BMW "Müssen, wollen, werden"

Erfolgsstorys sind Mangelware auf der diesjährigen BMW-Hauptversammlung. Der Autohersteller will daher seinen lahmenden Aktienkurs mit einem Renditeprogramm wieder in Schwung bringen. Die Dividende soll verdoppelt werden - ein Geldregen für die Großaktionärsfamilie Quandt.
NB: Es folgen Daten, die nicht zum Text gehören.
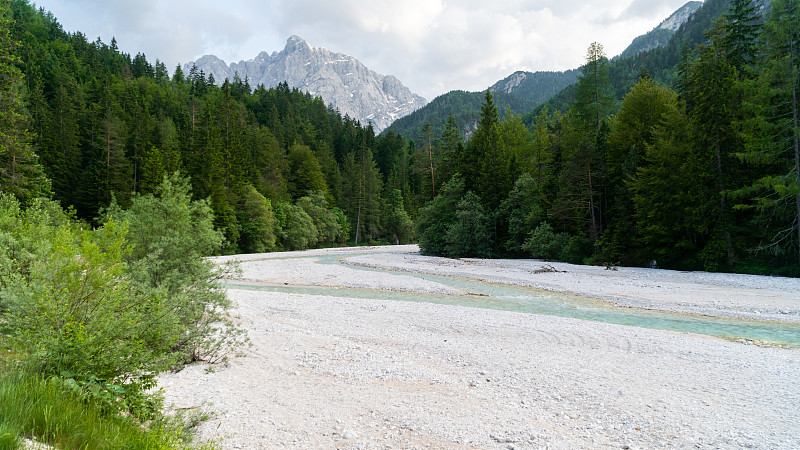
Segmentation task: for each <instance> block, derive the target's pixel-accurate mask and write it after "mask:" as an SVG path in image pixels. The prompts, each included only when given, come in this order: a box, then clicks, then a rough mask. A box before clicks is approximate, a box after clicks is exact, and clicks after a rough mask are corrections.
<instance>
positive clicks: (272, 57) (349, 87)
mask: <svg viewBox="0 0 800 450" xmlns="http://www.w3.org/2000/svg"><path fill="white" fill-rule="evenodd" d="M192 65H196V66H197V69H198V70H202V71H203V72H205V73H206V74H212V75H214V80H215V81H216V82H217V83H222V82H223V81H224V80H225V78H228V79H231V80H232V79H233V76H234V74H236V73H238V74H239V77H241V78H242V79H245V77H247V79H248V82H249V83H250V85H251V86H253V87H255V86H258V85H259V84H263V85H264V86H265V87H267V88H269V87H274V86H277V85H278V83H281V82H284V81H285V82H286V83H287V84H288V85H289V87H292V88H298V89H300V90H302V91H304V92H308V93H309V94H311V95H314V96H319V97H321V98H322V99H323V100H324V101H325V103H327V104H329V105H331V106H332V107H334V108H336V109H338V110H339V112H340V113H341V114H342V115H343V116H344V115H348V116H349V117H351V118H353V119H356V120H358V121H359V122H361V124H362V125H366V124H368V123H371V124H372V126H373V128H374V129H375V132H376V133H380V132H381V131H382V130H383V129H385V128H386V127H388V126H389V125H391V124H392V122H394V120H395V119H399V118H400V117H403V116H405V115H408V114H410V113H412V112H414V111H416V110H417V109H419V108H421V107H423V106H425V104H426V103H427V102H426V100H425V99H424V98H422V97H420V96H419V95H416V94H414V93H413V92H411V91H410V90H409V89H408V88H407V87H405V86H403V84H402V83H401V82H400V80H398V79H397V78H395V77H394V76H392V75H380V74H378V73H375V72H373V71H372V70H370V69H369V68H367V67H366V66H364V65H363V64H361V62H359V61H358V60H357V59H355V58H353V57H352V56H348V55H344V54H341V53H334V52H331V51H330V50H328V49H325V48H321V47H312V46H311V45H309V43H308V42H306V41H305V40H303V39H301V38H299V37H297V36H292V37H290V38H289V39H288V40H287V41H286V47H284V49H283V50H282V51H280V52H273V53H272V54H271V55H270V54H267V52H261V53H260V54H259V55H258V56H256V57H255V59H251V60H248V61H239V62H238V63H231V64H230V65H229V66H226V65H225V62H224V61H222V60H221V59H219V58H217V57H216V56H212V55H206V56H203V57H202V58H200V59H198V60H197V61H194V62H190V63H188V64H186V65H185V66H184V67H185V72H186V73H188V72H189V70H190V69H191V67H192Z"/></svg>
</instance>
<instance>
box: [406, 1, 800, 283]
mask: <svg viewBox="0 0 800 450" xmlns="http://www.w3.org/2000/svg"><path fill="white" fill-rule="evenodd" d="M798 10H800V3H798V2H797V1H774V2H772V4H771V8H770V9H769V10H768V14H767V15H766V17H764V16H763V15H762V14H761V13H759V9H758V7H757V5H756V4H755V3H754V2H750V1H746V0H732V1H730V2H729V5H728V8H727V9H726V10H725V11H723V13H722V14H720V15H719V16H717V18H716V19H714V20H713V21H712V22H711V26H710V28H708V30H707V31H706V33H705V39H704V41H703V43H701V44H698V45H695V46H694V47H691V48H690V47H685V49H684V52H683V56H682V58H681V59H680V62H679V64H678V66H677V67H676V69H675V73H676V76H675V83H674V86H668V85H665V84H662V83H659V82H657V81H655V80H654V79H653V77H652V76H651V75H650V73H649V72H648V70H647V67H646V66H644V65H643V66H641V67H639V69H638V70H639V77H638V81H637V82H636V83H635V85H633V87H632V88H630V89H629V90H628V91H627V92H626V93H625V94H624V96H622V98H618V96H617V95H615V90H616V88H615V83H614V79H613V78H612V76H613V73H612V72H611V71H610V63H609V61H608V59H607V57H606V55H605V54H604V51H603V48H602V45H601V44H599V43H593V44H592V45H591V46H590V47H589V49H588V51H587V55H586V63H585V65H584V66H583V67H582V68H581V75H580V76H579V78H578V82H577V83H576V84H575V85H574V86H573V87H572V89H570V90H569V94H570V97H569V102H568V105H569V107H568V108H567V109H566V110H565V111H563V112H562V111H559V110H557V109H555V110H550V109H548V108H547V107H546V106H545V107H542V108H540V109H539V110H538V111H537V113H536V114H533V119H532V120H531V126H530V127H526V126H525V125H524V122H525V121H524V120H521V119H520V118H519V117H518V116H515V115H513V114H509V115H507V116H506V117H505V119H503V120H500V119H499V118H498V111H497V108H496V107H495V106H494V103H493V98H492V94H491V93H490V92H488V91H487V93H486V95H485V99H484V103H483V106H482V110H481V115H480V120H479V122H478V125H477V128H476V129H475V131H474V132H473V134H472V136H471V138H470V139H469V141H468V142H467V143H466V144H465V145H464V146H463V147H459V146H455V147H453V146H452V145H451V143H452V142H453V141H452V140H450V139H449V138H448V137H447V136H443V137H442V139H441V143H440V145H439V146H438V152H436V151H434V152H433V154H434V155H439V158H441V160H442V162H440V163H439V164H438V165H439V167H442V168H447V171H448V172H444V171H443V172H444V173H442V174H437V175H438V176H436V177H435V178H436V179H438V180H440V181H443V182H444V181H446V180H448V178H449V176H450V174H451V173H459V174H460V175H461V176H454V177H452V178H451V179H450V181H449V182H447V183H446V184H443V185H442V186H441V188H440V189H439V190H438V196H437V197H436V199H435V200H434V201H433V202H431V203H430V204H428V205H427V206H425V207H423V208H422V209H421V210H420V211H419V216H418V217H416V230H417V236H418V238H419V244H420V247H421V248H422V250H423V252H426V253H430V254H436V255H445V256H450V257H459V256H474V257H491V256H511V257H534V258H542V259H550V260H562V261H568V262H574V263H589V264H606V265H618V264H621V265H633V266H646V265H647V264H648V263H649V264H651V265H653V266H656V265H657V266H658V267H662V268H672V269H682V270H707V271H737V272H747V273H770V274H782V275H790V276H798V275H800V226H798V225H799V224H800V173H799V172H798V168H799V167H800V146H799V145H798V130H799V128H798V89H799V88H800V71H798V59H797V49H798V46H799V45H800V16H798ZM700 11H703V9H702V8H701V10H700ZM656 53H658V52H656ZM644 56H645V58H646V57H647V56H648V55H644ZM616 67H617V68H619V67H620V66H619V65H617V66H616ZM434 159H435V157H434ZM434 165H435V164H434Z"/></svg>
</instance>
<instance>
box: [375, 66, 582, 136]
mask: <svg viewBox="0 0 800 450" xmlns="http://www.w3.org/2000/svg"><path fill="white" fill-rule="evenodd" d="M577 76H578V71H577V70H567V71H566V72H523V71H518V72H514V73H513V74H511V75H509V76H508V77H506V78H504V79H502V80H500V81H498V82H497V83H495V84H494V85H492V86H491V87H489V90H490V91H491V92H492V95H493V96H494V103H495V105H496V106H497V109H498V111H499V112H500V116H501V117H504V116H505V113H506V110H507V109H510V110H511V112H512V113H513V114H525V113H527V112H528V111H530V110H531V109H533V108H535V107H536V106H537V105H539V104H540V103H542V102H544V101H547V100H548V99H549V98H550V97H552V96H553V95H555V94H557V93H559V92H560V91H561V90H562V89H564V88H565V87H567V86H569V85H571V84H573V83H575V80H576V79H577ZM484 95H485V91H483V92H466V91H450V92H448V93H446V94H442V95H440V96H438V97H436V98H435V99H433V101H431V102H430V103H429V104H427V105H425V107H423V108H420V109H418V110H417V111H414V112H413V113H411V114H409V115H407V116H405V117H402V118H400V119H398V120H396V121H395V122H394V123H393V124H392V125H391V126H390V127H389V128H387V131H392V132H394V133H397V134H400V135H402V136H405V137H406V139H410V140H415V139H417V138H418V137H419V136H420V135H421V134H422V132H421V130H422V127H423V126H424V125H425V123H426V122H430V124H431V129H432V130H433V133H434V136H438V135H441V133H442V131H444V126H445V123H446V122H447V118H448V117H449V116H450V114H452V115H453V118H454V119H455V121H456V124H457V125H458V128H459V131H460V132H461V134H462V135H463V136H469V135H470V133H472V130H473V129H474V128H475V126H476V124H477V123H478V118H479V117H480V112H481V104H482V103H483V98H484Z"/></svg>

München - An der Börse sei die Entwicklung der BMW-Aktie  im vergangenen Jahr "keine Erfolgsstory" gewesen, räumte Vorstandschef Norbert Reithofer am Donnerstag auf der Hauptversammlung ein. "Auch der Vorstand ist mit der Entwicklung des Aktienkurses nicht zufrieden. Wir müssen, wir wollen und wir werden wieder profitabler werden."

Dazu will BMW bis 2012 sechs Milliarden Euro einsparen, vor allem im Einkauf, aber auch durch Stellenabbau. Der Kurs der BMW-Stammaktie ist in den ersten vier Monaten 2008 noch einmal um 15 Prozent zurückgegangen. Durch die neue Strategie namens "Number One" sollen auch Investoren größeres Kurspotenzial in der BMW-Aktie sehen. Reithofer sagte, damit könne der Konzern auch Herausforderungen wie der Dollarschwäche, steigenden Rohstoffpreisen oder dem Klimaschutz begegnen.

Zum Fortgang des Stellenabbaus sagte der BMW-Chef, "einige hundert" Mitarbeiter hätten freiwillig Abfindungsverträge unterschrieben. Genaue Zahlen gibt BMW nicht bekannt. Insgesamt sollen bis Jahresende 8100 Stellen wegfallen, davon 2500 feste Jobs in Deutschland und 600 weltweit. Kündigungen sind bis Ende 2013 ausgeschlossen. Auch nach dem Stellenabbau beschäftige BMW rund drei Viertel der Mitarbeiter in Deutschland, während 80 Prozent des Umsatzes im Ausland erwirtschaftet würden, so der Konzernchef.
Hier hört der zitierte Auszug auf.